The experience was far from the only example of heavy-handed control over reporters’ ability to do their jobs. Reporters were corralled, controlled, misled, monitored, and blocked from observing police tactics as the RCMP conducted the arrests. Reporters have been kept in pens—ostensibly for their own safety—far from the action they are there to report on. RCMP officers have shared conflicting and false information with media outlets, multiplying the cost and complication of covering police actions in remote locations. Police also threatened reporters with arrest if they failed to obey these restrictions.

“This problem, of the RCMP using broad exclusion zones to exclude journalists and restrict media access, has been a thorn in the side of the media since the Brake case,” said Ethan Cox, an editor with Ricochet Media who was part of the core group organizing the court case, in a statement alongside the CAJ.

“In Wet’suwet’en last year, multiple journalists were unlawfully detained by the RCMP and the force was condemned by most major international press freedom groups, and yet they employed the very same tactics this year at Fairy Creek.”
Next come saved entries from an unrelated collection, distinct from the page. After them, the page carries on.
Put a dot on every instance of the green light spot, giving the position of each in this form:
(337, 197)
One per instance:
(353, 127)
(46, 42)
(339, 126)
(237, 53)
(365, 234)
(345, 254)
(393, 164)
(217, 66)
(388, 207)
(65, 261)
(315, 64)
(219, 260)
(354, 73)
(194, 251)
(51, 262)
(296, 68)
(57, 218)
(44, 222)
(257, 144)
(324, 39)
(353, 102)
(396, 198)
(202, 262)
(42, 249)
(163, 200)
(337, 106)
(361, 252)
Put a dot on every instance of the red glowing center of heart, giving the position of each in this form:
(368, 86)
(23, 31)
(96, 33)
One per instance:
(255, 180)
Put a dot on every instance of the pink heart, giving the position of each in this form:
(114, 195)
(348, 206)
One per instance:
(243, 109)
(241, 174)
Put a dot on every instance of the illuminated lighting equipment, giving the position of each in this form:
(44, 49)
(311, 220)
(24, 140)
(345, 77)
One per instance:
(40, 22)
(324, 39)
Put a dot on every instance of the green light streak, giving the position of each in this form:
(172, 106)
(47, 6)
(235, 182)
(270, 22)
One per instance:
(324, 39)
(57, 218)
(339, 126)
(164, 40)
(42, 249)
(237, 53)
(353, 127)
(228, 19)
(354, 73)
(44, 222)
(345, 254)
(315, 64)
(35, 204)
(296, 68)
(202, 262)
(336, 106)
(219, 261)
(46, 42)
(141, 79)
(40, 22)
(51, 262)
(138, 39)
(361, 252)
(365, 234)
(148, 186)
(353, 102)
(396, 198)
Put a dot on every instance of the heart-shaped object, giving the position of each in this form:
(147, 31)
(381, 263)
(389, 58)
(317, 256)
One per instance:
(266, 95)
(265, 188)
Capital Daily joined the court challenge along with The Narwhal, Canada’s National Observer, APTN News, The Discourse, Indiginews, and Canadian Journalists for Free Expression in order to force the addition of a clause to the injunction that would guarantee media access to the site of arrests. Lawyer Sean Hern, QC, represented the coalition on a pro bono basis.

The coalition had first sought to work with the RCMP to establish better protocols, but a letter sent by the media group was rejected by the police. After a two-day hearing, the coalition’s request for a clause ensuring access to be added to the injunction, has been granted.

Even as this decision is being announced, police in Toronto are preventing media access to parks in which they are clearing encampments—demonstrating that RCMP tactics are not theirs alone, and underscoring the need for media to fight for reasonable access at all levels, anywhere police are exercising their power on behalf of the public.

Editor's note: Jimmy Thomson is a board member of the CAJ. He recused himself from all CAJ discussions regarding the decision to proceed with the case.